Dollar Lending Rates Rise

Dollar lending rates rose on the interbank forex market despite the announcement of plans for the US government to bailout the failing Citigroup bank. The LIBOR (London Interbank Offered Rate) rate for three month loans in dollars rose slightly from 2.16% Friday to 2.17 on Monday, Nov, 24th, 2008.

Increase in LIBOR Rate

The increase in the LIBOR rate is important for the interbank forex, the financial sector, and the wider economy. The LIBOR determines rates for loans to households, and businesses. Many mortgages and student loans are tied to the LIBOR rate and can have wide ranging effects on the day to day economy. The rate increase suggests that banks are worried that other financial institutions could collapse in a chaotic global economy.

Credit Markets Frozen Despite Citigroup Bailout

Despite the US government’s agreement to inject $20 billion dollars into Citigroup and take on hundreds of billions in toxic assets credit markets remain all but frozen. While the move to rescue Citigroup boosted stock markets it did little to thaw credit markets in Europe and the US.

Euribor Rates Decrease

European Interbank Offered Rate or Euribor managed to decrease from 4.02% Friday to 3.97% on Monday. Both US and European rates remain well above the benchmarks set by central banks, 1% in the US and 3.25% in the Eurozone.

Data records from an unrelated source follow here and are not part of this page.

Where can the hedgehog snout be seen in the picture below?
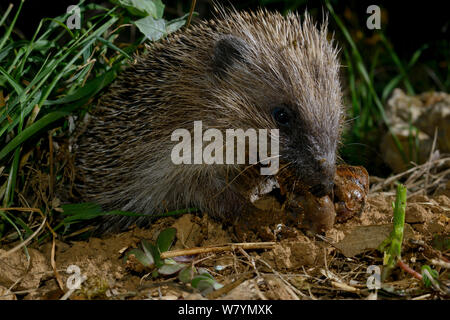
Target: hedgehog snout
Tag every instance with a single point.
(325, 171)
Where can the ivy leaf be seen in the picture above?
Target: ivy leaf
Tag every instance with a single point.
(143, 257)
(187, 274)
(142, 8)
(171, 267)
(165, 239)
(153, 29)
(426, 280)
(151, 250)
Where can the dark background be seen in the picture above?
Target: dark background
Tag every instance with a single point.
(409, 24)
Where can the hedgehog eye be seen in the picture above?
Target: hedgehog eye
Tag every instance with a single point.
(281, 116)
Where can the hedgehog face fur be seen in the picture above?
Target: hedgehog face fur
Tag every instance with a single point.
(242, 70)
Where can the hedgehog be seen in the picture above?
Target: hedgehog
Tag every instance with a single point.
(244, 70)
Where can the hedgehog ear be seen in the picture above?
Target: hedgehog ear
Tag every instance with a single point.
(227, 51)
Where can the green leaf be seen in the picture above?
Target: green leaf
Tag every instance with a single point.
(153, 29)
(168, 269)
(87, 211)
(187, 274)
(205, 283)
(143, 8)
(165, 239)
(426, 280)
(143, 257)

Citigroup to Give Government 8% Return

In exchange for the government’s $20 billion dollar injection Citigroup will offer an 8% dividend on preferred stock. In addition Citigroup will comply with enhanced executive compensation restrictions and implement the FDIC’s mortgage modification program. Citigroup lost 60% of its value last week as investors worried that toxic debt would turn into losses for the beleaguered bank.

Partial Nationalization

Citigroup is a major player in the interbank forex market and the failure of Citigroup would be catastrophic for markets in the US and abroad. Citigroup now joins other banks that have been essentially partially nationalized, a move that a year ago would have been unthinkable. It is hoped that the move by the US government will bring stability to Interbank Forex markets and provide investors with Forex opportunities.

Quick Forex Tip: Interbank fx trading determines pricing in all levels of currency markets. Spreads available to interbank traders are sharp and unavailable to outsiders. Interbank traders who can guarantee a large number of transactions for large amounts can demand a smaller spread between the bid and ask price. Unfortunately these same spreads are not available to the average investor making relatively small transactions. Thus, for the average investor to participate in interbank fx trading, s/he must do so through the use of a broker.